As they currently conduct themselves, the Partners, which operate under the auspices of the National Drug Commission, will be allocated their annual operating funds during a period of negotiation with a committee that consists of representatives from the NDC, the agencies themselves and the community at large. (Please see chart below.) This year, which will see the inaugural negotiations take place in July, the Partners have projected a large segment of the money they expect to raise during their current fund-raising campaign for "future funding initiatives and allocations.'' These initiatives, Mr. Johnson told The Gazette , might include joint projects with organisations like the Women's Resource Centre or the Coalition for the Protection of Children, whose work in the area of physical abuse often goes hand in hand with addiction to drugs and alcohol.
"I think it's through the sharing of resources and data that you get at the root of these issues, which are often correlated,'' the executive director said. "And it's my understanding that many of (the Island's other charities) are beginning to realise this, because it is what the donor community wants.'' Another criterion that the donor community wants met, Mr. Johnson suggested, is more accountability, a greater indication from a charity that its funds have been well-applied.
Such a demand, in turn, has made communications an even greater priority of the modern charitable foundation, as a number of the Partners have learned in the past few months.
"Nowadays,'' Mr. Johnson said, "(donors) want to know how these programmes are working. They want to know how your graduates are doing, how many of them have had a relapse or not. They want, in short, to be involved.'' At the same time, the executive director noted, the charity of the late 20th century continues to face the traditional challenge of making those who actually need its services aware of its existence.
"Wanting to do good,'' he effectively summed up, "is not enough anymore.
These days, it is imperative that what you are doing is understood by those who are being helped and by those who are doing the helping.'' On the former score, the Partners have committed themselves, both collectively and individually, to boosting their recognition, throwing a large chunk of their resources behind the grassroots initiatives of organisations like PRIDE and co-ordinating their activities with the new community-oriented initiatives (Churches Against Drugs, Sports Against Drugs) of the NDC.

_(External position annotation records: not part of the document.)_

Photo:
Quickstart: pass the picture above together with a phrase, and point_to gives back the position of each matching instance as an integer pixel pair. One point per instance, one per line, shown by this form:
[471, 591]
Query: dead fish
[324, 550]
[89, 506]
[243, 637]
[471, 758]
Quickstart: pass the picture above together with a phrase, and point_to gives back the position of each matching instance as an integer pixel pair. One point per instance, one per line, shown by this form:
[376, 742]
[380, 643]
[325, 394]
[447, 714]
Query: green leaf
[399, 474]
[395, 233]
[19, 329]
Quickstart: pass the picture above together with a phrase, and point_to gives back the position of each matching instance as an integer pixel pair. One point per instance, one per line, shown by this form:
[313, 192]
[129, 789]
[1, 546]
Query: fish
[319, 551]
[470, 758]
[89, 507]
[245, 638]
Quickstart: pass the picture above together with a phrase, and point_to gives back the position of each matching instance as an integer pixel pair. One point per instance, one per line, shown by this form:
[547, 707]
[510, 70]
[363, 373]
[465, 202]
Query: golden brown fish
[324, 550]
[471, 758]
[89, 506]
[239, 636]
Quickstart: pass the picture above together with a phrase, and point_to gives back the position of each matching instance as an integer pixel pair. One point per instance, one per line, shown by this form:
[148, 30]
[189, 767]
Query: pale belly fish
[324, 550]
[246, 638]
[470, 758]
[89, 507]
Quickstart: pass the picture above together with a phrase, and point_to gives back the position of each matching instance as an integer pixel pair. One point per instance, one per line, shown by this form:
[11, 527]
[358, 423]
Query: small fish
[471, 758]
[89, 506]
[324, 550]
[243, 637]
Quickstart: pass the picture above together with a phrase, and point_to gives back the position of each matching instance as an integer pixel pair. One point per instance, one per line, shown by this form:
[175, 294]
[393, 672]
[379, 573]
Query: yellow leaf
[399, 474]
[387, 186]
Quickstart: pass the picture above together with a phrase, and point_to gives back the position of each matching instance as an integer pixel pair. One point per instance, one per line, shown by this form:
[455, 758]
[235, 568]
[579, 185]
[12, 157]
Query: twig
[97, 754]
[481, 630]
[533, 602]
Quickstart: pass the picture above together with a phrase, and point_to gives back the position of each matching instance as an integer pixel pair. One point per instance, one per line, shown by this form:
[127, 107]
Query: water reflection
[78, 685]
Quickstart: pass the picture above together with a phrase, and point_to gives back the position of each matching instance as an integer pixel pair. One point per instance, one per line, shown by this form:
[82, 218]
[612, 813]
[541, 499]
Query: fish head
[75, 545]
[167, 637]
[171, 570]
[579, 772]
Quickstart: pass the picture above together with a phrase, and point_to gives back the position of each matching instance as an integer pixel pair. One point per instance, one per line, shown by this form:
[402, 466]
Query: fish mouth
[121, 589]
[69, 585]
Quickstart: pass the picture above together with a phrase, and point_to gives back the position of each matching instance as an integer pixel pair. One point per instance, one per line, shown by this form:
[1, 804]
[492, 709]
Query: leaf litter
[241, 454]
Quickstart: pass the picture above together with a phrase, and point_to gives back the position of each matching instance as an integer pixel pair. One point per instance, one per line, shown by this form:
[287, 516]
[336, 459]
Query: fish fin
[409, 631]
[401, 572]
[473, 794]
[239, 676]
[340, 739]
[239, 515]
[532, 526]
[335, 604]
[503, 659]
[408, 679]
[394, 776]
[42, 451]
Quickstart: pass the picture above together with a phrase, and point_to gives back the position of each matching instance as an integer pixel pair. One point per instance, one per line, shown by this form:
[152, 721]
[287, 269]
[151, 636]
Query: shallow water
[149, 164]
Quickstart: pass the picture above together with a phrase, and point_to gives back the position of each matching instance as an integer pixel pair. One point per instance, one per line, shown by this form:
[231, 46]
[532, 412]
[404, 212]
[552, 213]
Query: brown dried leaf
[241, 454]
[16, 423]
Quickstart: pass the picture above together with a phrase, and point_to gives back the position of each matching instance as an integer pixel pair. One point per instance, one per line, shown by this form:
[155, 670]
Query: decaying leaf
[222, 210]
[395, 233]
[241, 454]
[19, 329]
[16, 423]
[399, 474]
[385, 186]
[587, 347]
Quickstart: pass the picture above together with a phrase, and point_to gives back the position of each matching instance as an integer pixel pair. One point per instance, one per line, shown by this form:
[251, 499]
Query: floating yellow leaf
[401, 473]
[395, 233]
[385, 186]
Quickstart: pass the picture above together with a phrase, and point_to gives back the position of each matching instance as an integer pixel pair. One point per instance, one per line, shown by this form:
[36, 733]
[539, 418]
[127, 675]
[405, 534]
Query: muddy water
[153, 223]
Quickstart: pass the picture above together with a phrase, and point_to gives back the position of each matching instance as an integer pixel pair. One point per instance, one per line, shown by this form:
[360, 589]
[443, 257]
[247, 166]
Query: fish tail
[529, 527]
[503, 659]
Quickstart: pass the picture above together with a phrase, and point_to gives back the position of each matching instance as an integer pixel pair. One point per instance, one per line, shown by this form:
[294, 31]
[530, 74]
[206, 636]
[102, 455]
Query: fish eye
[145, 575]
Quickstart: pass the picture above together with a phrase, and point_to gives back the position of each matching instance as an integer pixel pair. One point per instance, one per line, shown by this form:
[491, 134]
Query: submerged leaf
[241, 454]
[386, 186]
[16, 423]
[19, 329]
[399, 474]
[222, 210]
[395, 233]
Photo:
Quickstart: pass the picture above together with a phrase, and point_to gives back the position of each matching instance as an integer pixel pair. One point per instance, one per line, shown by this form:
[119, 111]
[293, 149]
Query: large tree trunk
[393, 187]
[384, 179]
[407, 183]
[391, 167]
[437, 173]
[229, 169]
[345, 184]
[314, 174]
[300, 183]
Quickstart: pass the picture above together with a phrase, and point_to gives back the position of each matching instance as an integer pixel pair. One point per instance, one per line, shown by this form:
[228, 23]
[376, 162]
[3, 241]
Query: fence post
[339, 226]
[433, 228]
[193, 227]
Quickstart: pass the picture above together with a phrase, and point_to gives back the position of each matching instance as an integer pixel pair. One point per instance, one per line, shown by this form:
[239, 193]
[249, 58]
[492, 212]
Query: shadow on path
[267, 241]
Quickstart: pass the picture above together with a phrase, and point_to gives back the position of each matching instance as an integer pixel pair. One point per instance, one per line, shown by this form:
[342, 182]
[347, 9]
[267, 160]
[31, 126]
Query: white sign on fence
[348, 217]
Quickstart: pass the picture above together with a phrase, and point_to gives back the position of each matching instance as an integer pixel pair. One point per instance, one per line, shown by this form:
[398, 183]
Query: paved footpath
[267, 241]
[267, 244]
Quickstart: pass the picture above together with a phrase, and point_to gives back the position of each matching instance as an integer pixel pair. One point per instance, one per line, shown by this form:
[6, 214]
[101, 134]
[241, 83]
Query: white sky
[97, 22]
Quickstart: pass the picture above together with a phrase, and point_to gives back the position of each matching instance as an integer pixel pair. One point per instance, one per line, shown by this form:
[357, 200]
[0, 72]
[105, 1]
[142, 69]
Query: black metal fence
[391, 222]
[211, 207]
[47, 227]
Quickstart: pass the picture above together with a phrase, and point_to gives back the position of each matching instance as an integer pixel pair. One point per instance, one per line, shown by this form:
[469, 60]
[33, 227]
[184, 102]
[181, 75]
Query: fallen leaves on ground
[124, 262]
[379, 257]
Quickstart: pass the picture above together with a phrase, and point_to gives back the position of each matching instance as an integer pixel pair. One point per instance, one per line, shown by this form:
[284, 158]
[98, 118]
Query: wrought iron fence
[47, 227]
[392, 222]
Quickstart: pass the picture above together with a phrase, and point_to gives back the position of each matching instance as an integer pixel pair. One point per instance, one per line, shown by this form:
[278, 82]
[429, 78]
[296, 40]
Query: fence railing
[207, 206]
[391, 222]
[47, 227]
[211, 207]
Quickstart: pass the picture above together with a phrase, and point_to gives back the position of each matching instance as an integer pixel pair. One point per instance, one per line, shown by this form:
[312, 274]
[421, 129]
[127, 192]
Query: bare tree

In terms of realising the public's newly emerging requirement for more accountability and involvement, the Partners, in another business-like act, have agreed in writing to put the needs of their services' users above their own as individual agencies, and they further plan to cement this relationship "symbolically'' by signing a "letter of understanding'' on their union.
"It takes time to negotiate the sharing of resources,'' Mr. Johnson admitted of the concept. "But they (the agencies) ultimately have to say, and they do say: `The philosophy of what we are doing is more important than our own agendas.'' He added: "Donors are finding that they have a lot more work to do, and so are we. The partnership (among the agencies) makes it easier, I think, but the challenges we face are also somewhat greater.
"These days, it's not just a matter of getting the right programme or the right service in place.
"Under the current reality, you also have to get the people in the community to understand it.'' MONEY FOR MANY -- Donations to the Council Partners, an umbrella organisation of five addiction-related charities, are distributed through a joint allocation committee after several negotiating sessions. As this flow chart shows, the Partners have projected a large chunk of anticipated funds for future funding initiatives -- possibly with other charities.